Wenn die Schmerzen abklingen, beginnt die physiotherapeutische Behandlung. Sie ist entscheidend, um die Beweglichkeit zu erhalten und Muskeln wieder aufzubauen. Ergotherapie kann helfen, alltägliche Tätigkeiten besser zu bewältigen. Bei schweren Verläufen oder wiederkehrenden Erkrankungen kommen manchmal Immunglobuline oder hochdosierte Kortison-Stoßtherapien zum Einsatz.
Wie ist die Prognose? Die meisten Betroffenen erholen sich im Laufe der Zeit deutlich. Nach etwa sechs Monaten bis zwei Jahren haben viele Patientinnen und Patienten ihre Muskelkraft weitgehend zurückgewonnen. In manchen Fällen bleibt eine leichte Schwäche oder verminderte Belastbarkeit zurück. Wiederholte Erkrankungsschübe sind möglich, kommen aber selten vor. Eine frühe Diagnose, eine gezielte Schmerzbehandlung und konsequente Physiotherapie verbessern die Heilungsaussichten erheblich.
Kann man vorbeugen? Da die genauen Ursachen nicht bekannt sind, gibt es keine gezielte Vorbeugung. Bei bekannter erblicher Form kann es sinnvoll sein, körperliche Überlastung, extreme Kälte, unnötige Operationen und intensive Impfserien zeitlich zu verteilen. Eine gesunde Lebensweise, ausgewogene Ernährung und Stressreduktion unterstützen das Immunsystem und können den Krankheitsverlauf günstig beeinflussen.

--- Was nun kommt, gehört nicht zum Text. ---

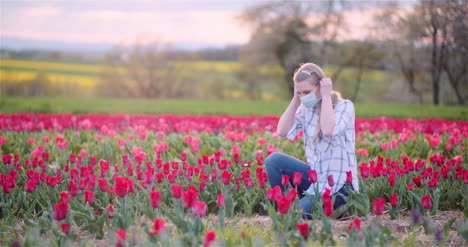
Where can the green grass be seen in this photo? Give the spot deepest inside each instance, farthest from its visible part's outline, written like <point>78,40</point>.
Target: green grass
<point>210,107</point>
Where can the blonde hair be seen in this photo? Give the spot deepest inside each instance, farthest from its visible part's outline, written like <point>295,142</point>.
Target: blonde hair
<point>314,74</point>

Naturheilkundliche und ergänzende Möglichkeiten: Naturheilkundliche Maßnahmen können die Genesung unterstützen, ersetzen aber keine medizinische Behandlung. Entzündungshemmende Ernährung mit Omega-3-Fettsäuren (z. B. aus Fisch oder Leinsamen), frischem Gemüse und Obst kann hilfreich sein. Pflanzenstoffe wie Kurkuma oder Johanniskraut werden ergänzend zur Schmerzreduktion eingesetzt. Wärme- oder Wechselbäder fördern die Durchblutung, und Akupunktur oder manuelle Therapie können Schmerzen lindern.

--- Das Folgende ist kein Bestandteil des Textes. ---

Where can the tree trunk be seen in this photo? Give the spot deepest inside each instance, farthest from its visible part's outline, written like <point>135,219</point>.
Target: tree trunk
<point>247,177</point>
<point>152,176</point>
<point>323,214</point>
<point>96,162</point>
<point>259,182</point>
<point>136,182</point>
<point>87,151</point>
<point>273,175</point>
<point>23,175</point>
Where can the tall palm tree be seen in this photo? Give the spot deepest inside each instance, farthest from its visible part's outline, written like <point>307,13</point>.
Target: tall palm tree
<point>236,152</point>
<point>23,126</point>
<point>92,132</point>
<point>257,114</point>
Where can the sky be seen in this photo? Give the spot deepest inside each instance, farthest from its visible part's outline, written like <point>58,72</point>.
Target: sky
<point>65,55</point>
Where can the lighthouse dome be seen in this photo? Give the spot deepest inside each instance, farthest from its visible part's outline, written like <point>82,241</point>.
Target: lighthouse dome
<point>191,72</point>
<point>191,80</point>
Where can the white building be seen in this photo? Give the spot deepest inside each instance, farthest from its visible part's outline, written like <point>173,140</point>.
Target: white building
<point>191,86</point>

Nachsorge und Alltag: Während der Genesungsphase sind Geduld und regelmäßige Bewegung wichtig. Überanstrengung sollte vermieden, aber das Gelenk aktiv mobilisiert werden. Hilfsmittel, Bandagen oder Orthesen können im Alltag unterstützen. Regelmäßige Kontrolltermine in unsere neurologischen Praxis in Willich helfen, den Verlauf zu überwachen und die Therapie anzupassen.